The recruiting and hiring function has been eviscerated. Many U.S. companies—about 40%, according to research by Korn Ferry—have outsourced much if not all of the hiring process to “recruitment process outsourcers,” which in turn often use subcontractors, typically in India and the Philippines. The subcontractors scour LinkedIn and social media to find potential candidates. They sometimes contact them directly to see whether they can be persuaded to apply for a position and negotiate the salary they’re willing to accept. . .

The big problem with all these new practices is that we don’t know whether they actually produce satisfactory hires. Only about a third of U.S. companies report that they monitor whether their hiring practices lead to good employees; few of them do so carefully, and only a minority even track cost per hire and time to hire.

Pointer from Timothy Taylor.

The article suggests that modern firms are leaving $20 bills on the sidewalk, in that there are better hiring practices that could easily be adopted. Perhaps.

But I want to emphasize that this reinforces a key point that I make in The Great Miscalculator: In business, it is very difficult to measure the performance of employees.

The measurement challenge is bound to create discrepancies between pay and marginal product. And it is bound to make the hiring process quite error-prone.

7 thoughts on “Hiring miscalculations

  1. If you need to track the success of your hires, you are likely a poorly run company, or you are too invest in doing it.

    Half the point of the corporate technology, and I mean technology in the organizational/social sense, is to standardize output from non-standard inputs (labor). A well run company hires mediocre people, to do a mediocre job, in a well designed system that produces a good output. A poorly run company needs to hire great people to create good output, because their system is depends on heroes. A young company that is growing needs to hire great people to design the system so the great people can move on.

    • I like this take on things. Often I find processes in my job annoying, and think “just hire smart people who can figure it out and don’t need rules”. But those people are scarce and expensive. Even if you can’t idiot proof everything having some amount of process makes it possible for relatively inexperienced or mediocre people to just turn the crank and keep the system functioning.

      • Most of my career has been in non-IT tech startups, where the approach was to hire a few Ph.D. scientists who seemed bright (like me)(YMMV) and throw them at problems that may or may not even have solutions. If they come up with something that works and seems marketable, they gradually hand it off to the engineers to develop a process that produces the desired result reliably with when done by cheap labor or, better, robots. It’s not a hard dichotomy, but there’s a continuum between “we think we have an idea for how to do that” and “we can definitely do that for $499.95 at a 40 percent gross margin”. We Ph.D.s have much more versatile skillsets and can (sometimes) invent a new type of product, but creating systems that produce results cheaply and reliably is the only way to build a business.

  2. The problem is, with all but the simplest jobs or the sales jobs there’s no good way to measure quality of high level workers. There’s what’s measurable, and there’s what’s not measurable. For one we have metrics, and for the other we have guesswork, voodoo, management fads and blame games.

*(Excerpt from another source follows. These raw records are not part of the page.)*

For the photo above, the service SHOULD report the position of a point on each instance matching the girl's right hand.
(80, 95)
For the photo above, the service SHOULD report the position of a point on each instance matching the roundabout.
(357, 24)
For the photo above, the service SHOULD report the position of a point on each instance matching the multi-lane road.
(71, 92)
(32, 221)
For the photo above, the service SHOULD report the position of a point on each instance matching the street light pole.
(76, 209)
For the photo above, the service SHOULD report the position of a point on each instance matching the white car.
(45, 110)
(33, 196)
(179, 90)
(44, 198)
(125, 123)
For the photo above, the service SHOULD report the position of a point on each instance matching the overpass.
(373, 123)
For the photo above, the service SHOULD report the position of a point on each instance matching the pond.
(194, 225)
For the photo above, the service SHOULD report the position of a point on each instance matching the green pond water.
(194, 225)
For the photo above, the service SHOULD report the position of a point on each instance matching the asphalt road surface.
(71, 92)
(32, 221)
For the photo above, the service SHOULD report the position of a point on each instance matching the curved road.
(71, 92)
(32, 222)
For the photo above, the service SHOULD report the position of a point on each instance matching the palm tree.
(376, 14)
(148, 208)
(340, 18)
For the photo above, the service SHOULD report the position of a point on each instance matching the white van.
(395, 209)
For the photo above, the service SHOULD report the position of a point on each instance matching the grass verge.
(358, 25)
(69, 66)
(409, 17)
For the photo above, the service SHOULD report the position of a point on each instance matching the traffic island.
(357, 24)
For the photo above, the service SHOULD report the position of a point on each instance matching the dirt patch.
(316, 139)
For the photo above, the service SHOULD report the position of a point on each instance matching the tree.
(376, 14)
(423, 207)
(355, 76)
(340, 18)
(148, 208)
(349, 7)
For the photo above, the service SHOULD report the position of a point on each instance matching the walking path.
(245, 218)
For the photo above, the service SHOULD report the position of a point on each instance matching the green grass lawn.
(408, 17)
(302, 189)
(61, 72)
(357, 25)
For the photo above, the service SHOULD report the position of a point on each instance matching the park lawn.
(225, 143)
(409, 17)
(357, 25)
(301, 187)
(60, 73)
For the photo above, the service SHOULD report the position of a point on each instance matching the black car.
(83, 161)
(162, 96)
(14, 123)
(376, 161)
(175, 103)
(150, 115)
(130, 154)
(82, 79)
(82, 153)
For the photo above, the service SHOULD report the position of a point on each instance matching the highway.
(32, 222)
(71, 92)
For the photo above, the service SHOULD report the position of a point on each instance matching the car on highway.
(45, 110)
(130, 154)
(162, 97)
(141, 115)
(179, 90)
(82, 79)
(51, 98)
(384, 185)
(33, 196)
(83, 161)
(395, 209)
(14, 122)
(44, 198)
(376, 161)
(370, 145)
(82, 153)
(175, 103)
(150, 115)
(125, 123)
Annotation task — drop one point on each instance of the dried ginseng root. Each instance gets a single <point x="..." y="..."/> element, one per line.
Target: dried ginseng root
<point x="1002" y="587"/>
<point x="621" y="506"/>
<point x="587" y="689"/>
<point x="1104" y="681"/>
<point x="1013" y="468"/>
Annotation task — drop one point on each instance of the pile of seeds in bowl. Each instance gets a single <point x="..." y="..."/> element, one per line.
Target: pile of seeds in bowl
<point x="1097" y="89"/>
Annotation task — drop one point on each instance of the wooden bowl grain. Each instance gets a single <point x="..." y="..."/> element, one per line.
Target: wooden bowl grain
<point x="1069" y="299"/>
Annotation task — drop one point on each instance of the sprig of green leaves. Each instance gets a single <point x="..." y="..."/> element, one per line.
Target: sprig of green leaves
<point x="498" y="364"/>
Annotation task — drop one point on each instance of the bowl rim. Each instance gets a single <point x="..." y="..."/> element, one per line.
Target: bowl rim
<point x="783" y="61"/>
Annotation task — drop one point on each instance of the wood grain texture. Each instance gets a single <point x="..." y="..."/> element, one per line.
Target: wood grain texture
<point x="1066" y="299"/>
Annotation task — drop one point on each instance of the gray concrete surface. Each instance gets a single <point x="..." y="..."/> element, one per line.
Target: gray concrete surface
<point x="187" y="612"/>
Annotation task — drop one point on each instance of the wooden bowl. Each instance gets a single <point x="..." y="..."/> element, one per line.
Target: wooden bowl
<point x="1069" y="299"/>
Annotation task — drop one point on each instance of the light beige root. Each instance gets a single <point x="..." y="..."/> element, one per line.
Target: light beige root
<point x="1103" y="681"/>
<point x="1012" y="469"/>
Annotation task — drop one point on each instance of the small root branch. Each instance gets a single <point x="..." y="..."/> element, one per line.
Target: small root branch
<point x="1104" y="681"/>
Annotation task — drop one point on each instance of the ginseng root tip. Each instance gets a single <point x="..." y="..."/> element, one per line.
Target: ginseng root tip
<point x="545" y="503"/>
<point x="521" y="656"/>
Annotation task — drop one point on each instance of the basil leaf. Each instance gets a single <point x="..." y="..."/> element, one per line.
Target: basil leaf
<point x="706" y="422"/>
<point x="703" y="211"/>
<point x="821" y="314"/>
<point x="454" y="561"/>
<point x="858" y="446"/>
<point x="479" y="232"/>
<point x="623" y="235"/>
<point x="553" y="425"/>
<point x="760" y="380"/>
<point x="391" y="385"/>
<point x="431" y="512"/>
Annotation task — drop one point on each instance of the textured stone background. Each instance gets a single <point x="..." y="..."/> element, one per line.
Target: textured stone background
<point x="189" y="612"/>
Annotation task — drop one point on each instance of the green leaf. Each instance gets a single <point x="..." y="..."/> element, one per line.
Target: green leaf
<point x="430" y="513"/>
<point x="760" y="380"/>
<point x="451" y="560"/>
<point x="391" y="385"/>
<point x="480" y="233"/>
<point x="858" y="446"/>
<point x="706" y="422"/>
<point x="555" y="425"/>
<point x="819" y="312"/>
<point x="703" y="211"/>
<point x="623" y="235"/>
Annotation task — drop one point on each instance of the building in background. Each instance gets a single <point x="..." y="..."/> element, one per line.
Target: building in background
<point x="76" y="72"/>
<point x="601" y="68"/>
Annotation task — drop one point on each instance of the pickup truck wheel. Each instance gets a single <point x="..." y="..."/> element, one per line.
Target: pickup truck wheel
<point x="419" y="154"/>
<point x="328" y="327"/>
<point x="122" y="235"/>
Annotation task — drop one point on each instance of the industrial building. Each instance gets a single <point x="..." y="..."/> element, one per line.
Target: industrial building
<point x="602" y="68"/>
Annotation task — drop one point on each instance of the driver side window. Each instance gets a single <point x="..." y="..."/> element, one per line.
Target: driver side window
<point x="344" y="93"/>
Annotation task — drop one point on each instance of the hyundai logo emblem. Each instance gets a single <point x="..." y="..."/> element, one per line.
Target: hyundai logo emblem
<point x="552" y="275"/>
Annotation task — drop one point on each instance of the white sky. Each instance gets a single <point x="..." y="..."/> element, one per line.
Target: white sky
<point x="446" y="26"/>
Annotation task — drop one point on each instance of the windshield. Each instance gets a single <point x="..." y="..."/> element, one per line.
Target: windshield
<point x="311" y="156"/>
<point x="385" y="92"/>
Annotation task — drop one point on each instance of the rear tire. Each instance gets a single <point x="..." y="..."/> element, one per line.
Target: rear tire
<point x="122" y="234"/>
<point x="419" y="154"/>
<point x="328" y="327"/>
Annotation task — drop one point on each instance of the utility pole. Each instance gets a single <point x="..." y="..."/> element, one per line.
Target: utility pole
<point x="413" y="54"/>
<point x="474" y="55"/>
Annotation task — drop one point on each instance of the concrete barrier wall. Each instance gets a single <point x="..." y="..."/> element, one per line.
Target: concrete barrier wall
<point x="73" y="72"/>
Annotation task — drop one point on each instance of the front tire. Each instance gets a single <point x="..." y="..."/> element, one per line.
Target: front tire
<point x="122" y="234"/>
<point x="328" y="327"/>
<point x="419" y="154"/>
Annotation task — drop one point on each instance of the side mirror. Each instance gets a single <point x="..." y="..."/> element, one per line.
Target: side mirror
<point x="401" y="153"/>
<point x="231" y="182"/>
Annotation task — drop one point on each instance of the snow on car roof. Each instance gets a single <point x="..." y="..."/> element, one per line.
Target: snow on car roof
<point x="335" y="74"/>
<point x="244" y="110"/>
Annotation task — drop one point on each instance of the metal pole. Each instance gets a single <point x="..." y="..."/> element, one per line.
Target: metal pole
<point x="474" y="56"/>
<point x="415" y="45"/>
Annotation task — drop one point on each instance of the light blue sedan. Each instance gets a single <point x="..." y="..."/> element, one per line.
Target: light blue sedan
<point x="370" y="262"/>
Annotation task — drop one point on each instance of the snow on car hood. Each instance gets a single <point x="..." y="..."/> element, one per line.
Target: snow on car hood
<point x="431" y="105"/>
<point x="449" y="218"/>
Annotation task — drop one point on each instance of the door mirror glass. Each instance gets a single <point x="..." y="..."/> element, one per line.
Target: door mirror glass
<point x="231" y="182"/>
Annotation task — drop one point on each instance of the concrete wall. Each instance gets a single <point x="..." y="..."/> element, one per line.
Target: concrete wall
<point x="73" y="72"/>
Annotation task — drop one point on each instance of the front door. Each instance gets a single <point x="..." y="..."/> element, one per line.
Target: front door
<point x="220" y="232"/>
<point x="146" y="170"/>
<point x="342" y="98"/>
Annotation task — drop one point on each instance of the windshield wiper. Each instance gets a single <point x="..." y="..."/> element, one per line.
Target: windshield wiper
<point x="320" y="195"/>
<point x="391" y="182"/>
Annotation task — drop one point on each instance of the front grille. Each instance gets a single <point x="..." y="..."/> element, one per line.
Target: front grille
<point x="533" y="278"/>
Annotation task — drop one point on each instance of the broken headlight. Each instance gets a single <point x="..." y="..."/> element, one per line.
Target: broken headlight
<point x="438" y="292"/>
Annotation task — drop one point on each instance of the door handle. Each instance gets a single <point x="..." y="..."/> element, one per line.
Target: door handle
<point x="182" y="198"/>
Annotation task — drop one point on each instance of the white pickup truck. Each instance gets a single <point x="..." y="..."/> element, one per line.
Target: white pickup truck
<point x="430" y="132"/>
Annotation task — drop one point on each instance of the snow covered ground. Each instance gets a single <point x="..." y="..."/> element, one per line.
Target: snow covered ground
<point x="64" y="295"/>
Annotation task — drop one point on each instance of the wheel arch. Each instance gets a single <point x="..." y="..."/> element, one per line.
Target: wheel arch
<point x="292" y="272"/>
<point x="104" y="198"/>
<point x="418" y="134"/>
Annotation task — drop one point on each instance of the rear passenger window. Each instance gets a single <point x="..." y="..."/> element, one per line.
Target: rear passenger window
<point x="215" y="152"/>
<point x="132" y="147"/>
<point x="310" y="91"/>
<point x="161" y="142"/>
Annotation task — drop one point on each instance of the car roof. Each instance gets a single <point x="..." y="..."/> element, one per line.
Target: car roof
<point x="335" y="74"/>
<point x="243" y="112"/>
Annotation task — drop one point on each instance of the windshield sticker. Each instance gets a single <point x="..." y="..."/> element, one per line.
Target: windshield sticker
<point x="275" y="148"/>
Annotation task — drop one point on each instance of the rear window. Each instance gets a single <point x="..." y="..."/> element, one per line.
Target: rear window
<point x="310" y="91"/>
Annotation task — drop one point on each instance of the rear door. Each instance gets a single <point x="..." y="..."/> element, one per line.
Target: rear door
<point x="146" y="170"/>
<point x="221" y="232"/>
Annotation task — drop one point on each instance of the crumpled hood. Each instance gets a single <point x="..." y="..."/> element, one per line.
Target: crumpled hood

    There’s a good and obvious way to measure quality of executives, but who will bell that cat?

    A genius cannot submit to discipline. He must be free to do what he thinks is best, otherwise there’s no point in being – or hiring – a genius.

  3. It doesn’t get affiliated with being a Baumol sector, but HR/hiring has a lot of the same characteristics as EdMed that make it an increasingly expensive enterprise.

    My guess is that if you were to isolate its own costs there’s persistent year-over-year inflation in hiring costs, with little productivity gains to show for it.

  4. Overhead functions like HR also behave bureaucratically with internal empire builders scheming to expand their staffs and budgets by incessantly peddling management improvement strategies and the like. Outsourcing HR functions not only allows more competitive acquisition of the necessary services but also shortens staff meetings. Additionally, hiring is highly prone to litigation so moving it out decreases the likelihood of key management personnel wasting time in discovery. Lightning rods work best when they are grounded outside the house.

    • I suspect some of the trend is liability outsourcing. If your HR contract says the contractor will fully comply with all applicable employment laws, then any discrimination in your hiring process is somebody else’s fault.